William Tecumseh Sherman's legendary "march" (1864-65) through Georgia and the Carolinas-toward Appomattox, and victory-is the subject of Doctorow's panoramic tenth novel. As he did in his classic Ragtime (1991), Doctorow juxtaposes grand historical events with the lives of people caught up in them-here, nearly two dozen Union and Confederate soldiers and officers and support personnel; plantation owners and their families; and freed slaves unsure where their futures lie. The story begins in Georgia, where John Jameson's homestead "Fieldstone" becomes a casualty of Sherman's "scorched earth" tactics (earlier applied during the destruction of Atlanta). The narrative expands as Sherman moves north, adding characters and subtly entwining their destinies with that of the nation. Emily Thompson, daughter of a Georgia Chief Justice, finds her calling as a battlefield nurse working alongside Union Army surgeon Wrede Sartorius (who'll later be reassigned to Washington, where an incident at Ford's Theater demands his services). "Rebel" soldiers Will Kirkland and Arly Wilcox move duplicitously from one army to another, and the Falstaffian pragmatist Arly later courts survival by usurping the identity of a battlefield photographer.

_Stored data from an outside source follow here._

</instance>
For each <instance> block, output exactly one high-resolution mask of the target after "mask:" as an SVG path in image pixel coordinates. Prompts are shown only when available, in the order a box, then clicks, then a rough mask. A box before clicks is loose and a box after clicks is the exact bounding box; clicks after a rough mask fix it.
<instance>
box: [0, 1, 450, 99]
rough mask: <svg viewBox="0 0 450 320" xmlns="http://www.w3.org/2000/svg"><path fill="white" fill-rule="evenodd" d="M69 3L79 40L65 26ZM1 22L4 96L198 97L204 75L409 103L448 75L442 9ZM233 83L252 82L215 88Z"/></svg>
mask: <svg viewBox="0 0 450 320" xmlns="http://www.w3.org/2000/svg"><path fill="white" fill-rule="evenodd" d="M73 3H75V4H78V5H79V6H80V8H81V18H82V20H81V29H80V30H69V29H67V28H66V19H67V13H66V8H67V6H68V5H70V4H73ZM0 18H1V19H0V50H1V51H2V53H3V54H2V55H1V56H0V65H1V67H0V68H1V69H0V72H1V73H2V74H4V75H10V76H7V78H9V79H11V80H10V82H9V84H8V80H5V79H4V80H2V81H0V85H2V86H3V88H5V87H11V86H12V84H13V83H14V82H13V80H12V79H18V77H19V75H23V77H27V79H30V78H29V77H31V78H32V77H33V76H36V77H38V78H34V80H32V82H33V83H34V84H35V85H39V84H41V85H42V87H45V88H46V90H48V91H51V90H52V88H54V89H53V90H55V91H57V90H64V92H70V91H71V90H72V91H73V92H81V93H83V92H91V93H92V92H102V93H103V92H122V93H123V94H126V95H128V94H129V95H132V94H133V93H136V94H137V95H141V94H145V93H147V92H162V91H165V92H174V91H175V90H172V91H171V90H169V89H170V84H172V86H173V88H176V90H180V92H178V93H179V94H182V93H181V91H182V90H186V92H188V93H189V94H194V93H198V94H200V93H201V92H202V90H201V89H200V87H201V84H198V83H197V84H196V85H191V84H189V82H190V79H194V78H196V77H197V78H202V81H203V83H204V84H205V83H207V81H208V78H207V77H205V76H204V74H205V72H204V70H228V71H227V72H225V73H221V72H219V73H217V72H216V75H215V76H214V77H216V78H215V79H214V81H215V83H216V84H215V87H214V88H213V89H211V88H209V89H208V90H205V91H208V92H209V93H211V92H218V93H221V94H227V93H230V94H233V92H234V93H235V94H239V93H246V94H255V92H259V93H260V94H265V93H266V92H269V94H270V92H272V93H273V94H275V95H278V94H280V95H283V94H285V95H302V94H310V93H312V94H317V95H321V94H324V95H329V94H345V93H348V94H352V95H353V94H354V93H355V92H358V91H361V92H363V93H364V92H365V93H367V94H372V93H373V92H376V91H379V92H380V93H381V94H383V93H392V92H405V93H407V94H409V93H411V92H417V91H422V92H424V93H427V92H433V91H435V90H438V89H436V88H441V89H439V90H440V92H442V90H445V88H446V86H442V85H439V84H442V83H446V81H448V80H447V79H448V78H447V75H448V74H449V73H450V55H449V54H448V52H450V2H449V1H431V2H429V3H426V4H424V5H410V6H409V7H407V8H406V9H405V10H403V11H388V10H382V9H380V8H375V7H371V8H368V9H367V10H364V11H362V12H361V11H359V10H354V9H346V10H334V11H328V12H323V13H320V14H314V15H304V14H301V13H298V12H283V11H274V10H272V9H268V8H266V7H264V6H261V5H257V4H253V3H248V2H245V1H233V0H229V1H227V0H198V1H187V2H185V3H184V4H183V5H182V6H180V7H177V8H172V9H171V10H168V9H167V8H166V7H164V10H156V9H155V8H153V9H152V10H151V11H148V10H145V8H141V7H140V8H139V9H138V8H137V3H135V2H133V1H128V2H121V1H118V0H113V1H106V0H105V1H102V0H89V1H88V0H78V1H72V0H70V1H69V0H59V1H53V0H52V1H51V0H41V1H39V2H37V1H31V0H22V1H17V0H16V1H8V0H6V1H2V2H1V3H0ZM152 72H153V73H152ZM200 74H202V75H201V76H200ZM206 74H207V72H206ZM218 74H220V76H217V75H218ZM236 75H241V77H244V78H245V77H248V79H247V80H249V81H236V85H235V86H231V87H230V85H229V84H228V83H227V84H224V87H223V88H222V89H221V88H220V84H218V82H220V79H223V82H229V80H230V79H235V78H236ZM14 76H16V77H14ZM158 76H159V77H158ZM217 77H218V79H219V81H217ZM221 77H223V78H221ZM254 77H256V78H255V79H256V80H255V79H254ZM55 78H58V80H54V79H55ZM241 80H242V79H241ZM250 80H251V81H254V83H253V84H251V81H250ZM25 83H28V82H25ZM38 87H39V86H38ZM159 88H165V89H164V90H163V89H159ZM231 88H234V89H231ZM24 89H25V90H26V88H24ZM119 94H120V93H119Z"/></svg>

John Jameson's "white Negro" bastard daughter Pearl becomes her former mistress's keeper-and the last best hope for melancholy "replacement" northern soldier Stephen Walsh. Sherman's war-loving subordinate Justin "Kil" Kilpatrick blithely rapes and loots, finding a boy's excitement in bloody exigencies. There's even a brief appearance by indignantly independent black "Coalhouse" Walker (a graceful nod to the aforementioned Ragtime). Doctorow patiently weaves these and several other stories together, while presenting military strategies (e.g., the "vise" formed by Sherman's gradual meeting with Grant's Army) with exemplary clarity. Behind it all stalks the brilliant, conflicted, "volatile" Sherman, to whom Doctorow gives this stunning climactic statement: "our civil war...is but a war after a war, a war before a war." Doctorow's previous novels have earned multiple major literary awards. The March should do so as well.